Exploring IBM HR data using Python

Intro

This tutorial series explores the IBM HR data set. This data is typically used to demonstrate the ability of various machine learning algorithms applied to HR data.

In this series, I'll use it to demonstrate the awesome power Python can bring to HR data

Sections

  • Statistics
  • Matplotlib
  • Pandas
  • Seaborn
  • Plotly
  • Findings
In [1]:
__author__ = "adam"
__version__ = "1.0.0"
__maintainer__ = "adam"
__email__ = "adam@datapluspeople.com"
In [2]:
# imports 
import numpy as np
import pandas as pd

import matplotlib.pyplot as plt
import seaborn as sns

%matplotlib inline
In [3]:
# if continuing on from the previous section, read the data from saved file

# empl_data = pd.read_excel("WA_Fn-UseC_-HR-Employee-Attrition.xlsx")
In [4]:
# read the data directly from IBM Watson Analytics
# using pandas read excel file into dataframe
url = "https://community.watsonanalytics.com/wp-content/uploads/2015/03/WA_Fn-UseC_-HR-Employee-Attrition.xlsx"
empl_data = pd.read_excel(url)

# save data for later
# empl_data.to_excel("WA_Fn-UseC_-HR-Employee-Attrition.xlsx")

seaborn

In this section, we'll continue with visualizations using the seaborn library.

Seaborn aims to use sensible defaults for style and color choices. As with pandas .plot methods, Seaborn is an extension to Matplotlib, which is where the plotting happens. Seaborn helps to make this easier and more effective.
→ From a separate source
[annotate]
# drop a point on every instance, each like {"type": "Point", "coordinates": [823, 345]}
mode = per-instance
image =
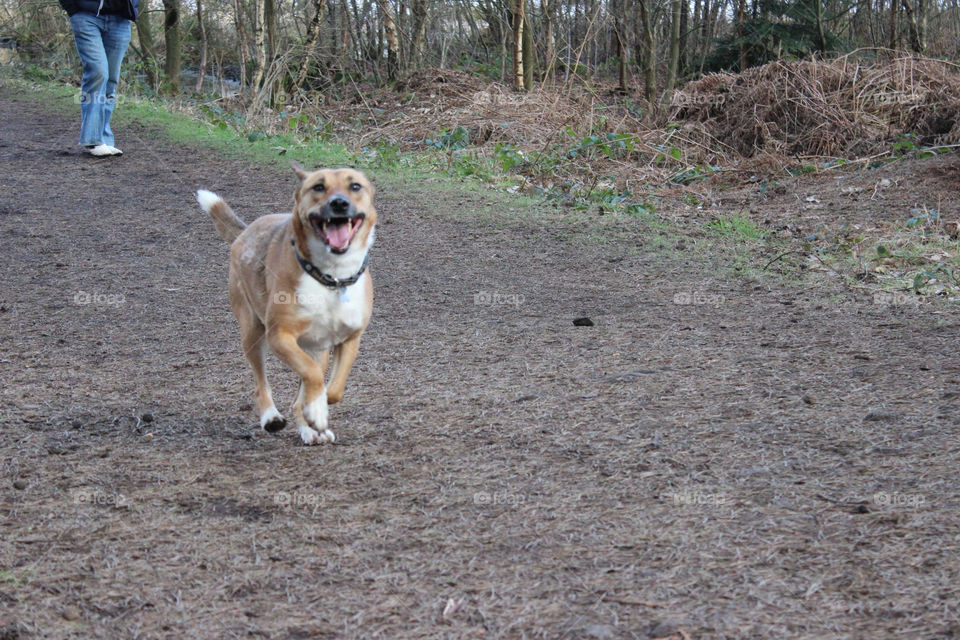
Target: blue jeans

We'll begin on our analysis in this section looking at Education.

In [5]:
# matplotlib.pyplot

# explicitly view default of matplotlib
plt.style.use('default') 

# plot Education count
plt.bar(sorted(empl_data['Education'].unique()),empl_data.groupby('Education')['EmployeeCount'].count())
Out[5]:
<BarContainer object of 5 artists>
In [6]:
# seaborn

# explicitly view default of seaborn
sns.set()

# plot Education count
sns.countplot(empl_data['Education'])
Out[6]:
<matplotlib.axes._subplots.AxesSubplot at 0x1a2a36c02e8>

Seaborn provides sensible defaults that improve the readability of the visualizations.

In [7]:
empl_data.groupby('Education')['EmployeeCount'].count()
Out[7]:
Education
1    170
2    282
3    572
4    398
5     48
Name: EmployeeCount, dtype: int64
In [8]:
sorted(empl_data['Education'].unique())
Out[8]:
[1, 2, 3, 4, 5]

Education appears to encode the values, we'll take a guess at what these values represent and store in a dictionary.

In [9]:
ed_level_desc = {1: 'GED', 2: 'High School Diploma', 3: 'Bachelors Degree', 4: 'Masters Degree', 5: 'PhD'}
In [10]:
ed_ranking = empl_data['Education'].value_counts()
ed_ranking.rename(index=ed_level_desc)
Out[10]:
Bachelors Degree       572
Masters Degree         398
High School Diploma    282
GED                    170
PhD                     48
Name: Education, dtype: int64
In [11]:
# one more time, as percentages
ed_ranking = round(empl_data['Education'].value_counts(normalize=True)*100,0)
ed_ranking.rename(index=ed_level_desc)
Out[11]:
Bachelors Degree       39.0
Masters Degree         27.0
High School Diploma    19.0
GED                    12.0
PhD                     3.0
Name: Education, dtype: float64

Just 3% of the employees in this dataset have a PhD (*with the assumption a '5' in Education translates to 'PhD')

In [12]:
# explore education against Job Level
ed_job = empl_data.pivot_table(values='Age',index='Education', columns='JobLevel', aggfunc='count')
ed_job
Out[12]:
JobLevel 1 2 3 4 5
Education
1 89 47 20 8 6
2 94 125 33 17 13
3 231 171 98 44 28
4 121 171 58 28 20
5 8 20 9 9 2

Now we've calculated enough data that it takes us as humans time and effort to process this 5x5 grid. Let's visualize this data using Seaborn to help us understand this easier.

In [13]:
sns.heatmap(ed_job)
Out[13]:
<matplotlib.axes._subplots.AxesSubplot at 0x1a2a38ba940>

In this colormap, darker colors represent lower values and lighter colors higher values. The near white square contains the highest value. We can improve and customize this further to our liking.

In [14]:
plt.figure(figsize=(9,4))

# add annotations, border, and change colormap
sns.heatmap(ed_job, annot=True, linewidth=0.4, fmt='d', cmap='YlOrRd')
Out[14]:
<matplotlib.axes._subplots.AxesSubplot at 0x1a2a3cb5a90>

The greatest number of associates (231) have an education level of 3 and job level of 1. The concentration of education and job level is easily identified as well.

In [15]:
# by Job Role
plt.figure(figsize=(9,4))
role_ed_xtab = pd.crosstab(empl_data['JobRole'], empl_data['Education'], normalize='index')
sns.heatmap(role_ed_xtab, annot=True, fmt='0.0%', cmap='YlOrRd')
Out[15]:
<matplotlib.axes._subplots.AxesSubplot at 0x1a2a3cc8588>

While we clearly see that level 3 education is the dominant education across all job roles, there are some insights from this figure.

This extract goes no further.